Research Scenario 2: Human vs. AI Service

A customer service firm wants to test whether customer satisfaction scores differ between those served by human agents versus those served by an AI chatbot. After interactions, customers rate their satisfaction (single-item rating scale). Is there a difference in the average satisfaction scores of the two groups?

Hypotheses

H₀: There is no difference in the average customer satisfaction scores between those served by human agents and those served by the AI chatbot.

H₁: There is a difference in the average customer satisfaction scores between those served by human agents and those served by the AI chatbot.

Load Required Library

library(readxl)

Read dataset

A6R2 <- read_excel("C:/Users/saisa/Downloads/A6R2.xlsx")

Descriptive Statistics

# Install and load the package

library(dplyr)
## 
## Attaching package: 'dplyr'
## The following objects are masked from 'package:stats':
## 
##     filter, lag
## The following objects are masked from 'package:base':
## 
##     intersect, setdiff, setequal, union

Calculate the Descriptive Statistics

A6R2 %>%
  group_by(ServiceType) %>%
  summarise(
    Mean = mean(SatisfactionScore, na.rm = TRUE),
    Median = median(SatisfactionScore, na.rm = TRUE),
    SD = sd(SatisfactionScore, na.rm = TRUE),
    N = n()
  )
## # A tibble: 2 × 5
##   ServiceType  Mean Median    SD     N
##   <chr>       <dbl>  <dbl> <dbl> <int>
## 1 AI           3.6       3  1.60   100
## 2 Human        7.42      8  1.44   100

Histograms

hist(A6R2$SatisfactionScore[A6R2$ServiceType == "Human"],
main = "Histogram of Human Scores",
xlab = "Value",
ylab = "Frequency",
col = "lightblue",
border = "black",
breaks = 20)

hist(A6R2$SatisfactionScore[A6R2$ServiceType == "AI"],
main = "Histogram of AI Scores",
xlab = "Value",
ylab = "Frequency",
col = "lightgreen",
border = "black",
breaks = 20)

Q1) Check the SKEWNESS of the VARIABLE 1 histogram. In your opinion, does the histogram look symmetrical, positively skewed, or negatively skewed? Negatively skewed

Q2) Check the KURTOSIS of the VARIABLE 1 histogram. In your opinion, does the histogram look too flat, too tall, or does it have a proper bell curve? Bell curve

Q3) Check the SKEWNESS of the VARIABLE 2 histogram. In your opinion, does the histogram look symmetrical, positively skewed, or negatively skewed? Positively skewed

Q4) Check the KUROTSIS of the VARIABLE 2 histogram. In your opinion, does the histogram look too flat, too tall, or does it have a proper bell curve? Flat

Shapiro-wilk Test

shapiro.test(A6R2$SatisfactionScore[A6R2$ServiceType == "Human"])
## 
##  Shapiro-Wilk normality test
## 
## data:  A6R2$SatisfactionScore[A6R2$ServiceType == "Human"]
## W = 0.93741, p-value = 0.0001344
shapiro.test(A6R2$SatisfactionScore[A6R2$ServiceType == "AI"])
## 
##  Shapiro-Wilk normality test
## 
## data:  A6R2$SatisfactionScore[A6R2$ServiceType == "AI"]
## W = 0.91143, p-value = 5.083e-06

Normality Test Results: - Human: W = 0.93741, p-value = 0.0001344 → NOT normally distributed

Decision: Since both variables are not normally distributed, we will use Mann-Whitney U Test instead of Pearson Correlation.

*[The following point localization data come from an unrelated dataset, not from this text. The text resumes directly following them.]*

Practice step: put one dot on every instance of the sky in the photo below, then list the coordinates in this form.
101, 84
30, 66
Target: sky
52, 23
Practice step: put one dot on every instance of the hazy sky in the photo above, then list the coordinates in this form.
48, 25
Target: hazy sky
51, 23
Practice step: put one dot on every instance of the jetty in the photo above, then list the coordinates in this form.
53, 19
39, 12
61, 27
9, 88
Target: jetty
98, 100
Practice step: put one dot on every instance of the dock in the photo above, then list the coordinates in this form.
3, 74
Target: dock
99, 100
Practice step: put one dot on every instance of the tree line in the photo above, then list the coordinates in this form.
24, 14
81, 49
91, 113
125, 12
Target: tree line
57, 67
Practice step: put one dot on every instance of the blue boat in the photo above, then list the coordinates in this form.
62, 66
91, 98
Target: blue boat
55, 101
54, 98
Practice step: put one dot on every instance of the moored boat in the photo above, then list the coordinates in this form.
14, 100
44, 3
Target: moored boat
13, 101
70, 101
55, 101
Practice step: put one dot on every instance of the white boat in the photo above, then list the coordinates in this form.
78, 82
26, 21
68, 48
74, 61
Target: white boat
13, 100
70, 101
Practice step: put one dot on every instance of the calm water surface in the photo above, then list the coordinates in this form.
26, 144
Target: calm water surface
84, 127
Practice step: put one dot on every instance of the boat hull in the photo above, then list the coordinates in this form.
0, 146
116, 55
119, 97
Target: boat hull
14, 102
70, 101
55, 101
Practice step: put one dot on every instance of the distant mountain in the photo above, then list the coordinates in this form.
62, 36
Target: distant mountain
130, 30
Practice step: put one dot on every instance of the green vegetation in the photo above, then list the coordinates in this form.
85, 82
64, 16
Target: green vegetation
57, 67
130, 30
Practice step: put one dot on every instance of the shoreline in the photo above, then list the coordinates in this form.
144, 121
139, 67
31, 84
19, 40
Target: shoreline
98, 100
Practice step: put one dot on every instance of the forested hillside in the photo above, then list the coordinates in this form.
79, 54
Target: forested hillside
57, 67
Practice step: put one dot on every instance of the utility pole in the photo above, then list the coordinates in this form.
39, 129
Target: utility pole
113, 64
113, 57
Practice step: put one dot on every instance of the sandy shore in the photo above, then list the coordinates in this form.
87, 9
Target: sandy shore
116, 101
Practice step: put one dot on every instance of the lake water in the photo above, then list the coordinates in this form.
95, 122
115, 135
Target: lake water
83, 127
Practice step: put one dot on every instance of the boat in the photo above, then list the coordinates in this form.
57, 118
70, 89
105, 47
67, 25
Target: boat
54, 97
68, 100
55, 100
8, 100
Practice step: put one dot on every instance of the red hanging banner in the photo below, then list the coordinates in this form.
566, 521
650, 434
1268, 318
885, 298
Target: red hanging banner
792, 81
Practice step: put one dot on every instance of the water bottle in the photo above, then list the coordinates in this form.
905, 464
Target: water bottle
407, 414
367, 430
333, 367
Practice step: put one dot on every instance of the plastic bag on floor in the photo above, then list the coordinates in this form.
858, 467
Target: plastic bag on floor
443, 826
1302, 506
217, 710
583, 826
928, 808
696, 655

Determine Statistical Significance

wilcox.test(SatisfactionScore ~ ServiceType, data = A6R2, exact = FALSE)
## 
##  Wilcoxon rank sum test with continuity correction
## 
## data:  SatisfactionScore by ServiceType
## W = 497, p-value < 2.2e-16
## alternative hypothesis: true location shift is not equal to 0

Effect size

# Install and load the package

library(effectsize)

Calculate the effect size

rank_biserial(SatisfactionScore ~ ServiceType, data = A6R2, exact = FALSE)
## r (rank biserial) |         95% CI
## ----------------------------------
## -0.90             | [-0.93, -0.87]

What is the size of the effect? A rank-biserial correlation of -0.90 indicates the difference between the groups was large

Which group had the higher average rank? Human agents group

FINAL REPORT

A Mann-Whitney U test was conducted to compare whether customer satisfaction scores differ between those served by human agents versus those served by an AI chatbot. Human had significantly higher median scores (Mdn = 8.00) than Ai chatbots (Mdn = 3.00), U = 497, p < 0.01.The effect size was large (r = -0.90), indicating a meaningful difference between satisfaction scores. Overall, customers are more satisfied by those who served by human agents.